To build these two separate executables, you can use the following command from the top level directory.

mkdir bin
make

This will generate a pgdb and a pgdbslave executable in the bin directory. Use

make install

to install these binaries into /usr/local/bin. If you only want a specific executable you can run

make master

or

make slave

to get the corresponding executable. Use

make clean

to delete all generated files. To delete the executables from the /usr/local/bin directory run

make uninstall

Dependencies

Compile-Time

The following dependencies must be available for building the master:

  • libgtkmm-3.0
  • libgtksourceviewmm-3.0
  • libssh

On Debian based systems, you can use the following command to install them:

apt install libgtkmm-3.0-dev libgtksourceviewmm-3.0-dev libssh-dev

To build the slave only C++ standard libraries are needed.

Run-Time

For the debugger to work, the following programs need to be installed and be available in the $PATH environment variable of the master/slave:

  • mpirun: To start the slave instances using MPI. (master)
  • srun: To start the slave instances using slurm. (master)
  • GDB: To debug the target program. (slave)
  • socat: To handle the I/O of the GDB instance and the target instance. (slave)
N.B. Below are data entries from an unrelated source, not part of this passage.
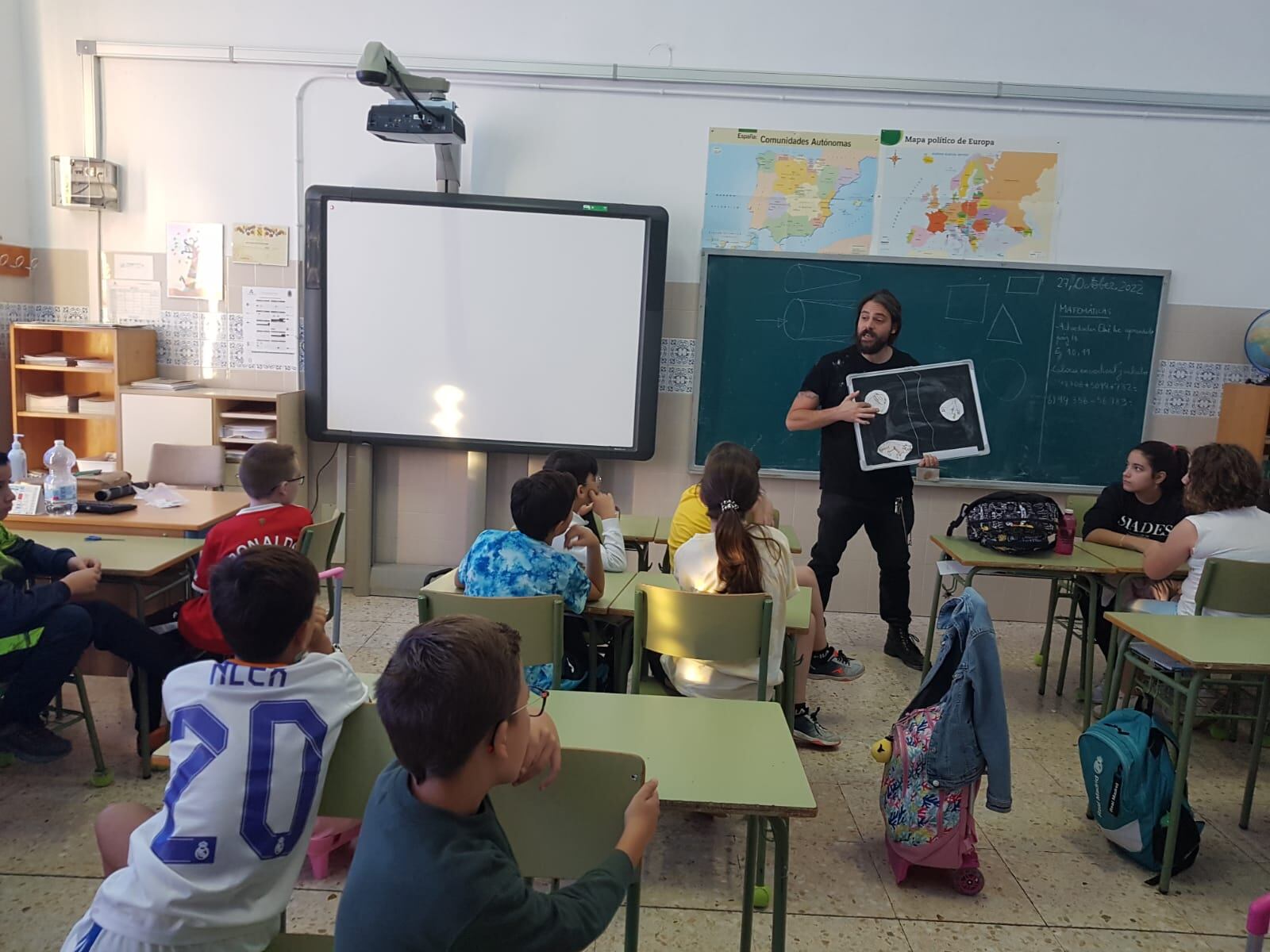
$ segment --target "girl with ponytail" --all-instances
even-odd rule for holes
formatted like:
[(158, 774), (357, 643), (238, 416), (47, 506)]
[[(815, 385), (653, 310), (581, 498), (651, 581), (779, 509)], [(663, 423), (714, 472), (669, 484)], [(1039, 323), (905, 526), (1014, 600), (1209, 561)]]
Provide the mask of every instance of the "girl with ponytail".
[[(785, 536), (770, 526), (745, 520), (758, 501), (757, 468), (735, 453), (712, 453), (701, 477), (701, 501), (710, 517), (710, 532), (693, 536), (674, 557), (674, 576), (686, 592), (772, 597), (772, 631), (768, 641), (768, 684), (781, 684), (791, 673), (781, 670), (785, 638), (785, 609), (798, 594), (794, 559)], [(794, 677), (794, 737), (819, 748), (836, 748), (837, 735), (820, 726), (806, 704), (812, 632), (798, 638), (798, 669)], [(758, 682), (758, 659), (725, 664), (696, 659), (660, 658), (669, 687), (681, 694), (753, 699)]]

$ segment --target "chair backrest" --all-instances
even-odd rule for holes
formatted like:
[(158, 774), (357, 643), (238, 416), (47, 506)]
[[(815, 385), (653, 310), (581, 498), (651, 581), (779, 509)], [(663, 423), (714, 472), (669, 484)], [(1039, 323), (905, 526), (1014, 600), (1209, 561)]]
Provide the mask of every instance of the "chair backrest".
[[(635, 658), (646, 649), (701, 661), (758, 660), (758, 699), (767, 699), (772, 597), (718, 595), (640, 585), (635, 593)], [(634, 679), (639, 693), (639, 679)]]
[(475, 614), (521, 632), (521, 664), (550, 664), (551, 688), (560, 688), (564, 655), (564, 599), (559, 595), (478, 598), (456, 592), (419, 592), (419, 623), (446, 614)]
[(187, 489), (220, 489), (225, 482), (225, 448), (155, 443), (146, 479)]
[(362, 704), (344, 718), (326, 768), (320, 816), (362, 819), (380, 773), (396, 755), (375, 704)]
[(530, 878), (577, 880), (599, 866), (644, 784), (644, 759), (635, 754), (565, 749), (560, 759), (560, 776), (546, 790), (523, 783), (489, 792), (521, 875)]
[(1072, 514), (1076, 517), (1076, 534), (1085, 534), (1085, 517), (1088, 514), (1093, 504), (1099, 501), (1097, 496), (1077, 496), (1071, 495), (1067, 498), (1066, 509), (1071, 509)]
[(1270, 614), (1270, 562), (1206, 559), (1195, 590), (1195, 614), (1208, 608), (1236, 614)]

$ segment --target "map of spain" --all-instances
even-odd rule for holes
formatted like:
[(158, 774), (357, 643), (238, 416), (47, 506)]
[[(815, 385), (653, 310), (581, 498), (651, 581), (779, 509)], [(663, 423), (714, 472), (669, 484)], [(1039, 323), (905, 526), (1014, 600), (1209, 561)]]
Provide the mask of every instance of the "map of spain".
[(878, 136), (710, 129), (704, 248), (867, 254)]
[[(874, 254), (1052, 260), (1058, 143), (883, 133)], [(1048, 151), (1045, 146), (1048, 145)]]

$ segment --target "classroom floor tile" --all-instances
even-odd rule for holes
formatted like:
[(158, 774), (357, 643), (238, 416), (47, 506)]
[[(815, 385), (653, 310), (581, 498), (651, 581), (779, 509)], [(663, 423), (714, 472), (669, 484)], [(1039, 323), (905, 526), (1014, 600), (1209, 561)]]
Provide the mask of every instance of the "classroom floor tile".
[[(342, 636), (358, 670), (378, 671), (414, 623), (413, 599), (344, 599)], [(1048, 692), (1036, 693), (1033, 658), (1041, 626), (999, 630), (1012, 760), (1013, 810), (983, 806), (979, 896), (961, 896), (945, 873), (919, 871), (895, 885), (883, 847), (878, 806), (881, 767), (869, 748), (912, 698), (918, 675), (883, 654), (876, 617), (829, 613), (829, 641), (866, 668), (850, 684), (812, 682), (808, 697), (826, 726), (842, 735), (838, 750), (801, 750), (819, 816), (791, 826), (787, 947), (857, 952), (1234, 952), (1243, 948), (1247, 904), (1270, 891), (1270, 787), (1253, 803), (1252, 825), (1238, 829), (1250, 745), (1200, 734), (1193, 748), (1190, 798), (1208, 823), (1196, 864), (1161, 896), (1147, 871), (1111, 852), (1085, 819), (1076, 740), (1078, 652), (1063, 697), (1054, 694), (1059, 646)], [(925, 619), (913, 632), (925, 642)], [(1101, 674), (1101, 659), (1097, 673)], [(89, 693), (114, 784), (88, 784), (93, 758), (83, 729), (75, 749), (48, 767), (0, 770), (0, 952), (60, 946), (99, 882), (93, 819), (103, 806), (136, 800), (157, 807), (166, 774), (140, 778), (132, 749), (132, 711), (119, 678), (89, 678)], [(1266, 779), (1270, 784), (1270, 779)], [(737, 948), (744, 823), (665, 811), (644, 871), (640, 946), (649, 949)], [(348, 856), (333, 857), (315, 880), (307, 863), (287, 911), (292, 932), (334, 928)], [(625, 911), (593, 948), (622, 948)], [(754, 918), (754, 947), (771, 939), (770, 911)]]

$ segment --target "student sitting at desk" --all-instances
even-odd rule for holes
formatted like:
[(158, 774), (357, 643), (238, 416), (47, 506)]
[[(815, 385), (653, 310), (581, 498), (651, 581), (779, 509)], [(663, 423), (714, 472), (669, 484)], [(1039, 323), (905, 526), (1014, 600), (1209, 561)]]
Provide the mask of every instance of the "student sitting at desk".
[(314, 614), (318, 571), (259, 546), (212, 574), (234, 650), (169, 675), (164, 806), (97, 821), (105, 882), (62, 952), (255, 952), (278, 933), (326, 767), (366, 685)]
[(1152, 546), (1143, 571), (1166, 579), (1184, 561), (1190, 571), (1176, 602), (1142, 599), (1130, 608), (1157, 614), (1195, 614), (1195, 593), (1208, 559), (1270, 562), (1270, 513), (1257, 508), (1261, 467), (1252, 453), (1229, 443), (1208, 443), (1191, 454), (1186, 508), (1191, 512)]
[[(1086, 542), (1149, 552), (1158, 547), (1173, 527), (1186, 518), (1182, 503), (1182, 479), (1190, 454), (1186, 447), (1175, 447), (1148, 439), (1129, 451), (1120, 481), (1113, 482), (1099, 495), (1099, 501), (1085, 515), (1081, 536)], [(1134, 597), (1168, 600), (1177, 595), (1181, 583), (1173, 579), (1137, 586)], [(1097, 609), (1093, 632), (1106, 655), (1111, 641), (1111, 622), (1101, 611), (1115, 593), (1105, 589)], [(1085, 602), (1081, 602), (1085, 612)]]
[[(13, 508), (9, 457), (0, 453), (0, 522)], [(33, 576), (55, 579), (28, 586)], [(161, 713), (161, 678), (185, 651), (109, 602), (71, 602), (97, 592), (102, 564), (69, 548), (46, 548), (0, 526), (0, 753), (43, 764), (66, 757), (71, 743), (44, 727), (41, 715), (89, 645), (145, 669), (150, 725)]]
[(398, 759), (366, 806), (337, 952), (580, 951), (617, 913), (657, 830), (657, 781), (635, 792), (599, 866), (555, 892), (527, 885), (489, 791), (549, 765), (541, 786), (551, 783), (560, 740), (546, 694), (525, 683), (519, 647), (512, 628), (471, 616), (434, 618), (401, 638), (376, 685)]
[[(739, 443), (716, 443), (706, 456), (706, 466), (715, 456), (739, 459), (753, 468), (756, 476), (758, 475), (758, 457)], [(753, 509), (745, 513), (745, 522), (753, 526), (772, 526), (775, 520), (772, 503), (759, 487), (758, 501)], [(710, 532), (710, 515), (706, 513), (706, 504), (701, 501), (701, 484), (696, 482), (683, 490), (671, 519), (671, 533), (665, 541), (665, 551), (672, 571), (674, 570), (674, 553), (678, 552), (679, 546), (704, 532)], [(812, 668), (809, 677), (824, 680), (855, 680), (865, 673), (865, 666), (829, 645), (824, 625), (824, 602), (820, 599), (820, 584), (815, 579), (815, 572), (805, 565), (796, 569), (795, 572), (798, 584), (812, 589)]]
[[(572, 526), (578, 482), (566, 472), (542, 470), (517, 480), (512, 486), (513, 532), (485, 529), (455, 572), (455, 586), (478, 598), (521, 595), (560, 595), (565, 611), (580, 614), (605, 594), (605, 565), (599, 539), (585, 526)], [(551, 547), (551, 539), (564, 534), (564, 552)], [(587, 567), (568, 550), (584, 548)], [(565, 656), (560, 685), (575, 688), (585, 675), (585, 665)], [(551, 665), (531, 665), (530, 685), (551, 687)]]
[[(626, 539), (622, 538), (621, 520), (612, 493), (599, 489), (599, 463), (591, 453), (578, 449), (556, 449), (544, 463), (544, 470), (566, 472), (578, 481), (569, 526), (585, 526), (599, 538), (606, 572), (626, 571)], [(587, 564), (587, 550), (582, 546), (565, 548), (565, 534), (551, 539), (551, 547), (560, 552), (573, 552), (578, 561)]]
[[(693, 536), (674, 560), (674, 578), (686, 592), (744, 594), (765, 592), (772, 597), (772, 631), (767, 647), (767, 683), (776, 685), (794, 678), (794, 737), (818, 748), (836, 748), (842, 741), (820, 726), (819, 708), (806, 704), (812, 632), (798, 637), (798, 669), (781, 670), (785, 645), (785, 605), (798, 594), (790, 545), (770, 526), (745, 523), (744, 514), (758, 503), (758, 472), (735, 454), (716, 453), (706, 461), (701, 476), (701, 501), (710, 514), (711, 531)], [(701, 661), (693, 658), (653, 656), (653, 670), (676, 693), (697, 697), (753, 699), (758, 683), (758, 659), (748, 663)], [(660, 670), (658, 670), (660, 666)]]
Furthermore, when debugging on a remote cluster, the pgdbslave executable needs to be copied to or build on this machine.

Using the debugger

When installed (and /usr/local/bin is included in the $PATH environment variable) the debugger is started by:

pgdb

or by searching for it in the desktop application menu. If the debugger is only built it can be run with

./bin/pgdb

In the startup dialog you need to set the path to the pgdbslave and target executable, as well as some other parameters. This configuration can be exported and imported at the next start.

The master will start the specified number of slaves, each of which will start the GDB instance, running the target program, and two socat instances, handling the I/O of GDB and the target.
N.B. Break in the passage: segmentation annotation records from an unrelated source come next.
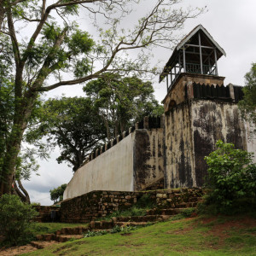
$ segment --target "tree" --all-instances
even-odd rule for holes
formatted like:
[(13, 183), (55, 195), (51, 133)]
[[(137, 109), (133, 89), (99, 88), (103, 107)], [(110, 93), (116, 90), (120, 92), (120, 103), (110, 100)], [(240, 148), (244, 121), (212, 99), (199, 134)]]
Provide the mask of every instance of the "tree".
[[(156, 0), (152, 11), (133, 30), (125, 32), (119, 29), (119, 18), (129, 13), (129, 2), (132, 1), (55, 0), (49, 3), (46, 0), (1, 0), (0, 59), (8, 67), (1, 66), (0, 79), (2, 83), (8, 77), (11, 81), (15, 108), (0, 173), (0, 195), (11, 192), (24, 132), (41, 93), (98, 79), (109, 72), (141, 73), (148, 70), (147, 54), (138, 54), (136, 60), (125, 59), (121, 54), (172, 44), (177, 39), (175, 31), (188, 18), (201, 13), (201, 9), (175, 9), (178, 0)], [(69, 19), (79, 14), (79, 8), (96, 16), (102, 14), (108, 20), (110, 29), (100, 30), (101, 44), (96, 44)], [(113, 16), (115, 12), (119, 17)], [(24, 26), (26, 35), (22, 34)], [(67, 73), (70, 79), (63, 79)]]
[(63, 193), (67, 188), (67, 184), (62, 184), (56, 189), (53, 189), (49, 190), (50, 200), (54, 201), (54, 203), (57, 201), (61, 201), (63, 200)]
[(84, 97), (62, 97), (48, 100), (42, 108), (39, 125), (27, 133), (26, 140), (34, 143), (46, 137), (49, 145), (60, 148), (58, 163), (66, 161), (73, 172), (77, 171), (106, 137), (104, 124), (94, 102)]
[(164, 112), (154, 99), (152, 83), (143, 82), (135, 76), (106, 74), (103, 79), (89, 82), (84, 90), (99, 109), (108, 140), (144, 116)]
[[(3, 62), (2, 62), (3, 64)], [(6, 153), (8, 137), (11, 131), (14, 113), (14, 92), (12, 83), (5, 80), (0, 84), (0, 100), (3, 104), (0, 105), (0, 170), (3, 168), (4, 154)], [(33, 126), (33, 119), (38, 116), (35, 108), (31, 116), (29, 125)], [(36, 161), (36, 156), (45, 158), (47, 154), (42, 148), (35, 151), (33, 148), (25, 148), (20, 153), (15, 163), (15, 176), (14, 177), (14, 193), (18, 195), (22, 201), (30, 203), (30, 198), (27, 191), (21, 183), (22, 179), (29, 180), (32, 172), (37, 172), (38, 165)]]
[(256, 164), (253, 153), (236, 149), (234, 144), (218, 141), (217, 150), (206, 156), (211, 192), (207, 201), (218, 211), (231, 208), (241, 199), (256, 199)]
[(245, 119), (256, 125), (256, 63), (252, 63), (251, 70), (245, 75), (246, 84), (242, 88), (243, 100), (239, 108)]
[(36, 210), (17, 195), (3, 195), (0, 198), (0, 230), (5, 241), (17, 245), (29, 241), (29, 228), (37, 215)]

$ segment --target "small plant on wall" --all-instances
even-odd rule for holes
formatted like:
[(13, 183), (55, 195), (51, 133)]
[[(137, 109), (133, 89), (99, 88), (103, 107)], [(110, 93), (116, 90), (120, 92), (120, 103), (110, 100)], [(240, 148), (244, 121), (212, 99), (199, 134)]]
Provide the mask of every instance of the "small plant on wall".
[(234, 144), (218, 141), (217, 150), (205, 160), (208, 165), (207, 204), (214, 204), (217, 212), (226, 212), (241, 202), (255, 203), (256, 165), (253, 153), (236, 149)]

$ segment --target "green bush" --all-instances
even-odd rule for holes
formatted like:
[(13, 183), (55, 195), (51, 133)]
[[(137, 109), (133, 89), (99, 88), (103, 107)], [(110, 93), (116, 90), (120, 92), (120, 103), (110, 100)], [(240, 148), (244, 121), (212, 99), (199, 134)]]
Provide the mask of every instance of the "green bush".
[(32, 206), (20, 201), (17, 195), (0, 198), (0, 232), (6, 245), (20, 245), (31, 238), (29, 230), (38, 212)]
[(255, 201), (256, 165), (253, 153), (235, 149), (232, 143), (218, 141), (217, 150), (205, 157), (208, 165), (207, 185), (211, 190), (207, 203), (215, 204), (218, 212), (237, 205), (239, 201)]

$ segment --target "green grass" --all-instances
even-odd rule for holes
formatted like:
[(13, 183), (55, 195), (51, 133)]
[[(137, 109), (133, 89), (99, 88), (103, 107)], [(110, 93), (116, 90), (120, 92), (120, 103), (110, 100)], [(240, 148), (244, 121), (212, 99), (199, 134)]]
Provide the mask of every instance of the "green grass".
[(32, 228), (32, 232), (34, 236), (38, 236), (43, 234), (54, 233), (56, 230), (61, 230), (62, 228), (73, 228), (79, 226), (87, 227), (88, 224), (35, 223), (35, 225)]
[(201, 216), (108, 234), (23, 255), (256, 255), (255, 219)]

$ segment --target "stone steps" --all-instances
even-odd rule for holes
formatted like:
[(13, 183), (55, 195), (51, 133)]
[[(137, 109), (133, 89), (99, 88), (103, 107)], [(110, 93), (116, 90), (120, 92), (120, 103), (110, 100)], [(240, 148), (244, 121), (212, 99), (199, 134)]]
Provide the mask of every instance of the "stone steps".
[(110, 230), (115, 226), (147, 226), (149, 224), (154, 224), (160, 221), (166, 221), (175, 214), (178, 214), (188, 208), (195, 208), (201, 197), (191, 197), (189, 201), (181, 202), (169, 206), (164, 209), (154, 208), (147, 211), (145, 216), (131, 216), (131, 217), (113, 217), (109, 221), (91, 221), (88, 228), (74, 227), (63, 228), (57, 230), (55, 234), (44, 234), (37, 236), (38, 241), (32, 241), (32, 245), (37, 248), (44, 247), (45, 243), (53, 242), (65, 242), (70, 239), (80, 239), (84, 237), (83, 234), (88, 230), (100, 231)]

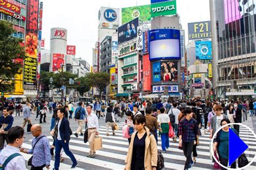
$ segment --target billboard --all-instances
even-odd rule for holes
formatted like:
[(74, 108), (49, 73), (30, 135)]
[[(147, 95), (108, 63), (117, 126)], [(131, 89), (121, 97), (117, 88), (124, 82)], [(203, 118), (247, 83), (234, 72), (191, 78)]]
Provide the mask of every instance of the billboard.
[(137, 17), (139, 17), (140, 23), (150, 22), (150, 5), (146, 5), (122, 8), (122, 24), (125, 24)]
[(115, 29), (119, 26), (119, 9), (101, 7), (99, 11), (98, 28)]
[(66, 54), (68, 55), (76, 55), (76, 46), (67, 45)]
[(137, 28), (139, 25), (139, 18), (118, 28), (118, 44), (122, 44), (137, 37)]
[(52, 71), (60, 71), (62, 65), (64, 64), (64, 55), (52, 55)]
[(151, 17), (177, 14), (176, 1), (151, 4)]
[(212, 59), (212, 42), (196, 41), (196, 57), (197, 59)]
[(37, 59), (26, 57), (24, 62), (24, 84), (25, 85), (36, 85)]
[(180, 31), (157, 29), (150, 32), (150, 59), (180, 59)]
[(211, 21), (188, 23), (188, 40), (212, 38)]
[(144, 91), (151, 91), (151, 65), (149, 60), (149, 55), (147, 54), (143, 57), (143, 89)]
If SSH is enabled, the master logs on to the remote cluster and starts the slaves there.

Custom launcher command

If you need to make specific changes to the start command, or need to use a completely different launcher, you can check the "custom" launcher option in the startup dialog. This command will invalidate all configurations except for the SSH options, the Number of Processes and the Base Port. For the master to know how many connections to open the Number of Processes still needs to be set in the startup dialog. Make SURE they match up with what you set in your custom command.
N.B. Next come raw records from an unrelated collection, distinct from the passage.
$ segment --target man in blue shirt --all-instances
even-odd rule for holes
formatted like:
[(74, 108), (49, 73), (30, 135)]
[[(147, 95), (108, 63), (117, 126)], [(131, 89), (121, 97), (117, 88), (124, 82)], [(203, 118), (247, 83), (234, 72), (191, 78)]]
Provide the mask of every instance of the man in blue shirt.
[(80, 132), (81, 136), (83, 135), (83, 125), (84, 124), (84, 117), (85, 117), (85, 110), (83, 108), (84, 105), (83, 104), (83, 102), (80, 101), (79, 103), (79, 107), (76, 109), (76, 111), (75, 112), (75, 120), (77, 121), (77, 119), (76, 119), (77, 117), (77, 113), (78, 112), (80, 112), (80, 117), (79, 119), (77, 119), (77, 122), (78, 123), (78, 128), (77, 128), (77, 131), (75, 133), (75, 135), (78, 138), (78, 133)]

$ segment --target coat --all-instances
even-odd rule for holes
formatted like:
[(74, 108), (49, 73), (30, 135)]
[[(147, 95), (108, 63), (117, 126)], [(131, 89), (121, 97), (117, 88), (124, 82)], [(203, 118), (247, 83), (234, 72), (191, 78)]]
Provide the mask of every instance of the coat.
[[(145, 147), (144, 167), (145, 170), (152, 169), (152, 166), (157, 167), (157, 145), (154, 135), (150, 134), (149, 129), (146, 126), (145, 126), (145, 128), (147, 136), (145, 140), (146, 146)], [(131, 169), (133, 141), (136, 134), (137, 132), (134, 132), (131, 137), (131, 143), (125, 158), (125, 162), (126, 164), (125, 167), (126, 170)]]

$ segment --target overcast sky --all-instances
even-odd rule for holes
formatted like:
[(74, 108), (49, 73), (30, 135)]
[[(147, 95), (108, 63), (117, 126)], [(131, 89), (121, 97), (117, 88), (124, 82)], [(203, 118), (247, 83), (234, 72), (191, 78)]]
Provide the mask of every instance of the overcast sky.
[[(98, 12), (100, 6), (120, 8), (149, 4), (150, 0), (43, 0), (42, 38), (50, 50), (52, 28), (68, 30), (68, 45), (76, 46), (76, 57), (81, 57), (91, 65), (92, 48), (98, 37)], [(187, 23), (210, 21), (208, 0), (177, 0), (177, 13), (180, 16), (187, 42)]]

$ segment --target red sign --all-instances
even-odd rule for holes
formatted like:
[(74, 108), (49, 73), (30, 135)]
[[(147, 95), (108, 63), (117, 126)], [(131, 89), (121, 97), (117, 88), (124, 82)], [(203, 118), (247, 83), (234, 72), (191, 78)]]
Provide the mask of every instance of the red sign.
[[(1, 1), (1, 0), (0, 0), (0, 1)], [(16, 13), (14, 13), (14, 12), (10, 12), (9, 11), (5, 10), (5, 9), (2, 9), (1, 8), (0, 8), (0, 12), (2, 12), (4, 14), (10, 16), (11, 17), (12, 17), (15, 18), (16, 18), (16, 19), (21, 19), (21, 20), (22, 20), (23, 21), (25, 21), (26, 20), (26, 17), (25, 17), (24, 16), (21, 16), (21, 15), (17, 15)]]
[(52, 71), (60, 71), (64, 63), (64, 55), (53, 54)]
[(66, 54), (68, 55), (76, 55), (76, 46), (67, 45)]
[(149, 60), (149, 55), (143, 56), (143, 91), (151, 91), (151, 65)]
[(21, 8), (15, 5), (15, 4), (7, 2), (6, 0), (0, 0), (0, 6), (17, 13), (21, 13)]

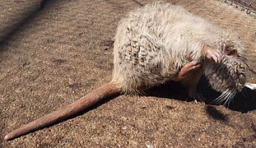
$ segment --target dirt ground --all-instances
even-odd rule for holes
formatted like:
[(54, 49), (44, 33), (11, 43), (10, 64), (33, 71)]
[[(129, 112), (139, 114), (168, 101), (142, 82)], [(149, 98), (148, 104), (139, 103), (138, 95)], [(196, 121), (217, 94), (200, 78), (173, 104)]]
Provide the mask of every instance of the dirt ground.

If Parallel GDB should not start the slaves at all, check the "custom" launcher option and leave the Launcher Arguments blank.

The slave supports two possibilities to set its rank and the size. Under normal conditions it will try to read the environment variables set by OpenMPI/PMI:

OMPI_COMM_WORLD_RANK
OMPI_COMM_WORLD_SIZE

PMI_RANK
PMI_SIZE

If the launcher you are using is not setting those environment variables, you can specify custom environment variable names for the rank and size:

-k <name> # rank
-z <name> # size

To directly pass the rank or size to the slave use:

-r <rank>
-s <size>

The rank must be set for every slave individually, so the launch command should probably start a shell script/etc.

Example Target

In this project a small example target and configuration file for it is included. It can be built with:

cd example
mkdir bin
make

After that the debugger can be started with:

cd ..
./bin/pgdb

Then, in the startup dialog, load the configuration file config from the example folder and customize it to your needs.